The Obama administration has declared a public research project examining cybersecurity to be "criminal conduct" in another of its ongoing attacks on the press. As Crikey reported a fortnight ago, the US Department of Justice issued a subpoena to network services provider Cloudflare demanding information on researchers, activists and online journalists who formed part of Project PM, a collaborative international project aimed at using publicly available information to examine the burgeoning cybersecurity industry and its links with the US government. The subpoena was issued as part of the prosecution of writer (and sometime Crikey contributor) Barrett Brown for crimes including sharing links. In an extraordinary response to efforts to quash the subpoena, the US Justice Department has filed a notice of dismissal in which it insists:
"Project PM served as a forum through which defendant Brown and other individuals sought to discuss their joint and separate activities and engage in, encourage, or facilitate the commission of criminal conduct online."

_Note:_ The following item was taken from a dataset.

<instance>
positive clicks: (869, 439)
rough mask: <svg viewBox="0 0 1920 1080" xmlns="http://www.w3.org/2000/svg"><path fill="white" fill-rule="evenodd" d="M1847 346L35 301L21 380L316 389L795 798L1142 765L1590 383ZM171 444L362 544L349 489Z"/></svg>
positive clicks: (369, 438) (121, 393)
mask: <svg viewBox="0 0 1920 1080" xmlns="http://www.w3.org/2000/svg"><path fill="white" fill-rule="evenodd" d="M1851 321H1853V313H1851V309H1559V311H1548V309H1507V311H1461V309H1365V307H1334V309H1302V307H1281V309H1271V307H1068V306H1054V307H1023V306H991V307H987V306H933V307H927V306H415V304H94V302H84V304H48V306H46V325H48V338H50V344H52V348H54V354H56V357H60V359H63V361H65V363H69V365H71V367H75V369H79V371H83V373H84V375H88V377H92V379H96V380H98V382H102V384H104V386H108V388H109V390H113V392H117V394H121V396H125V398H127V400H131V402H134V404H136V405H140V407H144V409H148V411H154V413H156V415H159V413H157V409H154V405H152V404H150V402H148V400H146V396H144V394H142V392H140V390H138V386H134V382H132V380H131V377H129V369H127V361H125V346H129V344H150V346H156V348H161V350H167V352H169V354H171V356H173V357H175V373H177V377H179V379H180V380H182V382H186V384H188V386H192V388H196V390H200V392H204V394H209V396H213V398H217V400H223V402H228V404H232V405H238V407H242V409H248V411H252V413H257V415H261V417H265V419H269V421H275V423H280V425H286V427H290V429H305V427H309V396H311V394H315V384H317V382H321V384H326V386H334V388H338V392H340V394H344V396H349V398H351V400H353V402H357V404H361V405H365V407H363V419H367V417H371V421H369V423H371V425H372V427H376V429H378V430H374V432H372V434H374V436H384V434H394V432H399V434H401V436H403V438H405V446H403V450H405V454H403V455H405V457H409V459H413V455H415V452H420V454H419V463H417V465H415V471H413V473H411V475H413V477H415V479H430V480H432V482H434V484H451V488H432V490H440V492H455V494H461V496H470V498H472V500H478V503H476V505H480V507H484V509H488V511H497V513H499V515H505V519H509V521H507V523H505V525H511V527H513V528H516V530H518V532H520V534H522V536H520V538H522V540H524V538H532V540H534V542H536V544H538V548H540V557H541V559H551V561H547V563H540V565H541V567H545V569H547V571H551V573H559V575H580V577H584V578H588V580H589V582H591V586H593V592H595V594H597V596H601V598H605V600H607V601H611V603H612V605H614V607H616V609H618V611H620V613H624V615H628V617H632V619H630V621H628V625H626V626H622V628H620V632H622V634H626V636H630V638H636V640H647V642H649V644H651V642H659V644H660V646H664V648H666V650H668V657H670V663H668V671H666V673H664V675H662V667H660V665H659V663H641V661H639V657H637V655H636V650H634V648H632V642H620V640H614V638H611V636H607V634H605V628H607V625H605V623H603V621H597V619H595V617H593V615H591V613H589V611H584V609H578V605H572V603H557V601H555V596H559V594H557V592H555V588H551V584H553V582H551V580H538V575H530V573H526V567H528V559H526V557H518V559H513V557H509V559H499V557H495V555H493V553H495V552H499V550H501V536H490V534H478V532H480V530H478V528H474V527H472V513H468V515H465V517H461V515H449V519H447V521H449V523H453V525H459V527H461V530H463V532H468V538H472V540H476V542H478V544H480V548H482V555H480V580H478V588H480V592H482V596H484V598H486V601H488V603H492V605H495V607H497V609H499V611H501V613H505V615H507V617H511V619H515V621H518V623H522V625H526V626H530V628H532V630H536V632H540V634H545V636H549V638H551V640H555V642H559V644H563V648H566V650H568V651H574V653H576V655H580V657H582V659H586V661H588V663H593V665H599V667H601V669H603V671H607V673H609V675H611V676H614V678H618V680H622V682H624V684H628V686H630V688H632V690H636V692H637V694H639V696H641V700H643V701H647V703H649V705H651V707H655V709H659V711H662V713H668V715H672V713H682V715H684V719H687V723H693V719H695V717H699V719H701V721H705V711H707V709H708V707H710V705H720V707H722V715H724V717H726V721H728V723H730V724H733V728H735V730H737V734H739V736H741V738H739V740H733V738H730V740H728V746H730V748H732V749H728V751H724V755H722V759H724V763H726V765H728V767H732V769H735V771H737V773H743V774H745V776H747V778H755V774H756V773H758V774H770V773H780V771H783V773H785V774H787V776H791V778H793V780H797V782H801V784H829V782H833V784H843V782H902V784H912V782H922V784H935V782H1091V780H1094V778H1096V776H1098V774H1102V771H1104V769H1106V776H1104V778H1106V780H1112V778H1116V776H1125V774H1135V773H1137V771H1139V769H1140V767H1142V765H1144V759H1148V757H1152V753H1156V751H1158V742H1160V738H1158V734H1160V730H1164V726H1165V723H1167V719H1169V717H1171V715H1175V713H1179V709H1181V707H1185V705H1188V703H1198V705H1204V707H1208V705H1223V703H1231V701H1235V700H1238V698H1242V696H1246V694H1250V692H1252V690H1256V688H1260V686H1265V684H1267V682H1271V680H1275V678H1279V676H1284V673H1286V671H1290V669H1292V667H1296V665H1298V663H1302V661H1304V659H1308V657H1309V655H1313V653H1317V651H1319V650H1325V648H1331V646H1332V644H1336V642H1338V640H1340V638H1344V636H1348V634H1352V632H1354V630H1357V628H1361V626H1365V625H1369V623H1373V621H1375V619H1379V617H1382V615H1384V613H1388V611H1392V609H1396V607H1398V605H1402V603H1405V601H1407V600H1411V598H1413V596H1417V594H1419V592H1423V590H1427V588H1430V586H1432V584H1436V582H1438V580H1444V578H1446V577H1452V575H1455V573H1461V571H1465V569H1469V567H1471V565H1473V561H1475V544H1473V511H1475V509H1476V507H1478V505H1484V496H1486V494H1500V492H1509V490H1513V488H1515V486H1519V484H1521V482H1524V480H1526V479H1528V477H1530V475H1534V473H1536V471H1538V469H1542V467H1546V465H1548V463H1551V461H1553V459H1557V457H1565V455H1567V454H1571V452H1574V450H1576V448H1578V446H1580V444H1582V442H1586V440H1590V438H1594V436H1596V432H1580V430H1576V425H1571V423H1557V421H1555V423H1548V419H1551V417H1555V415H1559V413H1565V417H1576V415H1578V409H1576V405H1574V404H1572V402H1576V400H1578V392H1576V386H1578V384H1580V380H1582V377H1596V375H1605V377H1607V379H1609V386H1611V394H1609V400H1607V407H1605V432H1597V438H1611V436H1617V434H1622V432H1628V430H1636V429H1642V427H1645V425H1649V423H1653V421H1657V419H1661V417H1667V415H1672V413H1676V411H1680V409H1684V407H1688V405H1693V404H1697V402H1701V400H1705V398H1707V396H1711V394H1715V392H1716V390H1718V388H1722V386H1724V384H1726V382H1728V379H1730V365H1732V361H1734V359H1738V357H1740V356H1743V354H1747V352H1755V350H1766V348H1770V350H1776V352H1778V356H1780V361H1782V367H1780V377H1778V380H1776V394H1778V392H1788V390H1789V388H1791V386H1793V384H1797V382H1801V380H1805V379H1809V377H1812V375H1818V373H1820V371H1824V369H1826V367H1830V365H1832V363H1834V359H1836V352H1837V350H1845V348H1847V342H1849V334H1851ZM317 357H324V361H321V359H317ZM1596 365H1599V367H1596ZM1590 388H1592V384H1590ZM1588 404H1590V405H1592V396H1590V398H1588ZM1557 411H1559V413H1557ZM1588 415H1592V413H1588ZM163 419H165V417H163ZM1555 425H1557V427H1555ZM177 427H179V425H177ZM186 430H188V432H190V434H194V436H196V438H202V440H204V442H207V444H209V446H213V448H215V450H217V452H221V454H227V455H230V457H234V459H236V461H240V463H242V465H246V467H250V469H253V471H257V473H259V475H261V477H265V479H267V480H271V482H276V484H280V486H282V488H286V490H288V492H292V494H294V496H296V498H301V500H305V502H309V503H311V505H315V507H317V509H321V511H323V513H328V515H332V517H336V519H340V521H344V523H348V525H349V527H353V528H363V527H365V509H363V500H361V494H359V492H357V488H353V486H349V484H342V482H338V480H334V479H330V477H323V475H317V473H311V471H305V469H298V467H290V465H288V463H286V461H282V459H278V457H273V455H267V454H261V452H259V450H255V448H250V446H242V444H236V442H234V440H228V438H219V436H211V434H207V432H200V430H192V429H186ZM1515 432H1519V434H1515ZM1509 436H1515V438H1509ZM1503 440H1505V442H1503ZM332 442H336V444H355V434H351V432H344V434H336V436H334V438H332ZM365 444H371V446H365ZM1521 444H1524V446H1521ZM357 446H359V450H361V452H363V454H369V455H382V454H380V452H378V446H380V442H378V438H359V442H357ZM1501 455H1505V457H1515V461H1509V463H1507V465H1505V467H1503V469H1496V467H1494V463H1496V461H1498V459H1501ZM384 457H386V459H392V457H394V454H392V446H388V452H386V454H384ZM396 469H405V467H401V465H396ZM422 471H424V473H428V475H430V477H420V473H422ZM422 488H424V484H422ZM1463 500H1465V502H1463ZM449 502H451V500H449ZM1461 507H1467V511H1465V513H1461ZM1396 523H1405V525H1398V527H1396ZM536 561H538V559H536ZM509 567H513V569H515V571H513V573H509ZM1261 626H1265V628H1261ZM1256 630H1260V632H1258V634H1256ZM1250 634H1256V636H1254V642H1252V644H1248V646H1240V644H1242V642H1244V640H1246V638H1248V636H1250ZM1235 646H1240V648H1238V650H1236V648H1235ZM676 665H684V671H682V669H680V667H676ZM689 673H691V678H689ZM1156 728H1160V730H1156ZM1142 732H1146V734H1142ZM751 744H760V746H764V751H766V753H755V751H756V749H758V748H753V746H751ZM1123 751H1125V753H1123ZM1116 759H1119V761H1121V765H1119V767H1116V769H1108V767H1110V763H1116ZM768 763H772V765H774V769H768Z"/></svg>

Crikey published some of the results of Project PM's work in 2011 -- the revelation of a huge US government program to spy on Arab social media users. That presumably makes us some sort of accessory after the fact. Claiming that a collaborative online research project using publicly available information is "criminal conduct" is only the latest example of the Obama administration's ongoing attacks on press freedom. In addition to charging Brown merely for sharing a link to a website, the US government has also charged Bradley Manning with "aiding the enemy" in releasing the WikiLeaks cables, and explicitly stated that the same charge would apply if the material had been released to a US newspaper like The New York Times. The administration has also launched repeated prosecutions of whistleblowers under the Espionage Act -- more times than all previous administrations combined -- and sought to force journalists to reveal confidential sources. Senior journalists are expressing serious concerns about the chilling effect Obama's attacks on the press are having on investigative journalism. As with the prosecution of Manning, the Obama administration and some US state prosecutors have also pursued a policy of exemplary punishment of online activists, seeking decades-long sentences for hacking or copyright breaches in an effort to deter others from using the internet to embarrass corporations or engage in protest action. The combined result is one of the greatest attacks on press freedom since the Alien and Sedition Acts of the late 18th century. The attempt to criminalise accurate reporting on cybersecurity issues again begs the question of why many mainstream media sources remain either eager to spread hysteria about cybercrime (as The Australian Financial Review has recently done) or indicates their journalists are too lazy to check the claims made by government and industry. This is particularly the case when one runs the ultimate reality check on the corporate impact of cybercrime by looking at what companies disclose to investors under "material impacts" disclosure rules. As Businessweek recently noted, a number of large US companies have said they have suffered no material impacts from cyberattacks. But the cyberhysteria continues. And it's becoming increasingly dangerous to try to expose it.